Photo: Library of Congress,  Wikimedia Commons Free Domain
In the end I tracked down two recordings of the show, one the actual album itself, the other a longer recording made by Czech Radio. The highlight of the concert is a version of the phenomenal folk song St. James Infirmary, which Armstrong had first performed in his trailblazing Hot Five and Hot Seven days in late 1920s New Orleans.
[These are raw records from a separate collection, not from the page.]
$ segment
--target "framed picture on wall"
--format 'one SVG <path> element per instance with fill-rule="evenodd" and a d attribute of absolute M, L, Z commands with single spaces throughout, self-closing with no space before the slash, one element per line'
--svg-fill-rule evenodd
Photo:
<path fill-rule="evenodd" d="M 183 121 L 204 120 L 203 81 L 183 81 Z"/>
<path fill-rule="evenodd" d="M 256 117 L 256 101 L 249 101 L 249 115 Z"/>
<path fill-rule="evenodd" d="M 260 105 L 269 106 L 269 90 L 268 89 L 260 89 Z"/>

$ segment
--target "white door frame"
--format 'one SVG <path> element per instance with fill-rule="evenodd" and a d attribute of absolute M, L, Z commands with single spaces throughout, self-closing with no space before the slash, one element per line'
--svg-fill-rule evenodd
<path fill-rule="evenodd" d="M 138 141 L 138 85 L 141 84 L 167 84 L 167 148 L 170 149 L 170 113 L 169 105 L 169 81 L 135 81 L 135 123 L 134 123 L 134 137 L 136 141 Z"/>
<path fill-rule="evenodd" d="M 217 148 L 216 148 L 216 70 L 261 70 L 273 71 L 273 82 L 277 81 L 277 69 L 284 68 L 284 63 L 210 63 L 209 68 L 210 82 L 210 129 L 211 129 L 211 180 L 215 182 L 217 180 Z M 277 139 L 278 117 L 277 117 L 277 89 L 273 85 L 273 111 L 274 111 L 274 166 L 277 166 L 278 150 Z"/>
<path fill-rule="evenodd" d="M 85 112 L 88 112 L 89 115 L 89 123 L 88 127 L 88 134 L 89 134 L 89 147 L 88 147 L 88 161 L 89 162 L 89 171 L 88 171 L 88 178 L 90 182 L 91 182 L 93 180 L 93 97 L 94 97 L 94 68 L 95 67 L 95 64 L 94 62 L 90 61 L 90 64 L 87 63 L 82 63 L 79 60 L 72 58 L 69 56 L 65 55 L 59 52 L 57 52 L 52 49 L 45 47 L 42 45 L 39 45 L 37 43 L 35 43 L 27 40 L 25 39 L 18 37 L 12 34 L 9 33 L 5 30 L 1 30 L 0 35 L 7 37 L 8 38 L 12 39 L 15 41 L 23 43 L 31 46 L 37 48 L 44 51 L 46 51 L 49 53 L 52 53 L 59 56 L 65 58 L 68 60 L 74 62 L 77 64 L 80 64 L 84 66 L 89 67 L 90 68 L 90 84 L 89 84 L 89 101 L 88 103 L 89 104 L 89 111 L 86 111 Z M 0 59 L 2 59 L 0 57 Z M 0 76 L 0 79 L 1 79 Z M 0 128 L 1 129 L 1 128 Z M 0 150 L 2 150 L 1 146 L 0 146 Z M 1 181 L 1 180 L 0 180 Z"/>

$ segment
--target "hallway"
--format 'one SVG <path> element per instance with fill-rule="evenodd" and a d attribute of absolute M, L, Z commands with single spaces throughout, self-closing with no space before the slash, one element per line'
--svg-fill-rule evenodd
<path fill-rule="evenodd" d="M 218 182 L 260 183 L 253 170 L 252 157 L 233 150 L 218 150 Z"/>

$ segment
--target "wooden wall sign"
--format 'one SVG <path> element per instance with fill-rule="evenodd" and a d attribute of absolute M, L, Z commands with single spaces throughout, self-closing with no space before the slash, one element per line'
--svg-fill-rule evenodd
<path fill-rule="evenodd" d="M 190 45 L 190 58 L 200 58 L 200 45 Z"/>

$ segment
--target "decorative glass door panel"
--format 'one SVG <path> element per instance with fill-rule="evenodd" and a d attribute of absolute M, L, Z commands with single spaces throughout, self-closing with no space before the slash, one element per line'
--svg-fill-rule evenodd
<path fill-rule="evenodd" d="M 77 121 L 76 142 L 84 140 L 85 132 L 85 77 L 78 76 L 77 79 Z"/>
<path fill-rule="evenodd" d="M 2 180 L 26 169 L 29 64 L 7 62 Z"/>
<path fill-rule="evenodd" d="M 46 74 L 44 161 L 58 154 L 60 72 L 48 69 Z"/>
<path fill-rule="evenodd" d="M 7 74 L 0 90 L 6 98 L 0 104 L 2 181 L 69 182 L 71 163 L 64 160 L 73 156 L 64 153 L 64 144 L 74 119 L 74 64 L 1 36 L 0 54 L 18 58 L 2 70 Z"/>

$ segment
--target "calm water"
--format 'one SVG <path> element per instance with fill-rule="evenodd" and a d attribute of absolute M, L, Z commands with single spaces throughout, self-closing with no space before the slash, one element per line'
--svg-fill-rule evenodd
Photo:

Otherwise, frankly, the LP is by no means a classic. Satchmo (from Satchel Mouth) was already an elder statesman in his mid 60s, and this was after the phase in which he did smoother re-recordings of several of his greatest numbers. But still, it is an exciting document of what must have been one of the events of the decade for local music fans.

Luis Armstrong in 1965 in Lucerna | Photo: Czech Television
The only video of the show on YouTube appears to be a Czech TV clip of So Long Dearie, beneath which one user has cutely written: “I was there 47 years ago present there on this concert at Lucerna Prague. It was exceptional event.” I don’t doubt it for a second, Vladao6761.

Armstrong was here for an entire week and it has to have been a gigantic deal to have such a much-loved megastar and musical originator in town. This was after the darkest period of Communist rule, though the Prague Spring was still a few years into the future.

Jiří Suchý,  photo: YouTube
Two local stars – Jiřís Suchý and Šlitr, of the Semafor musical theatre – opened the show, with a long introduction touching on Satchmo’s beginnings in reform school and the chances of their ending up in one. Humorous as it was, heaven knows what the great man made of it, if it was translated for him.

The most charming moment of the show comes at the very end, when Louis Armstrong thanks the people of Prague for their hospitality and praises the city’s jazz clubs. Prague, he says, in that amazing, rich speaking voice, will remain in the band's hearts for as long as they live.

Lubomír Dorůžka,  photo: Tomáš Vodňanský / Archive of ČRo
The extended Czech Radio recording also captures the subsequent interpretation of Armstrong’s words by his unofficial guide, Lubomír Dorůžka. Today Mr. Dorůžka is almost 89 and is regarded as the doyen of jazz writing in this country. His son Petr had a regular music show here on Radio Prague for several years and the similarity between his dad’s voice in 1965 and Petr’s today is uncanny.

Speaking of similar voices, I was struck by a familiar sound when I was walking across Old Town Square the other day and came upon a small Dixieland band entertaining tourists.

Petr Dorůžka,  photo: Archive of ČRo 7
Their singer was doing a full-on imitation of Satchmo’s distinctive gruff vocal style. But in Czech. It was kind of terrible but made me smile. And it crossed my mind that – albeit in a small and bizarre way – Louis Armstrong is still in Prague.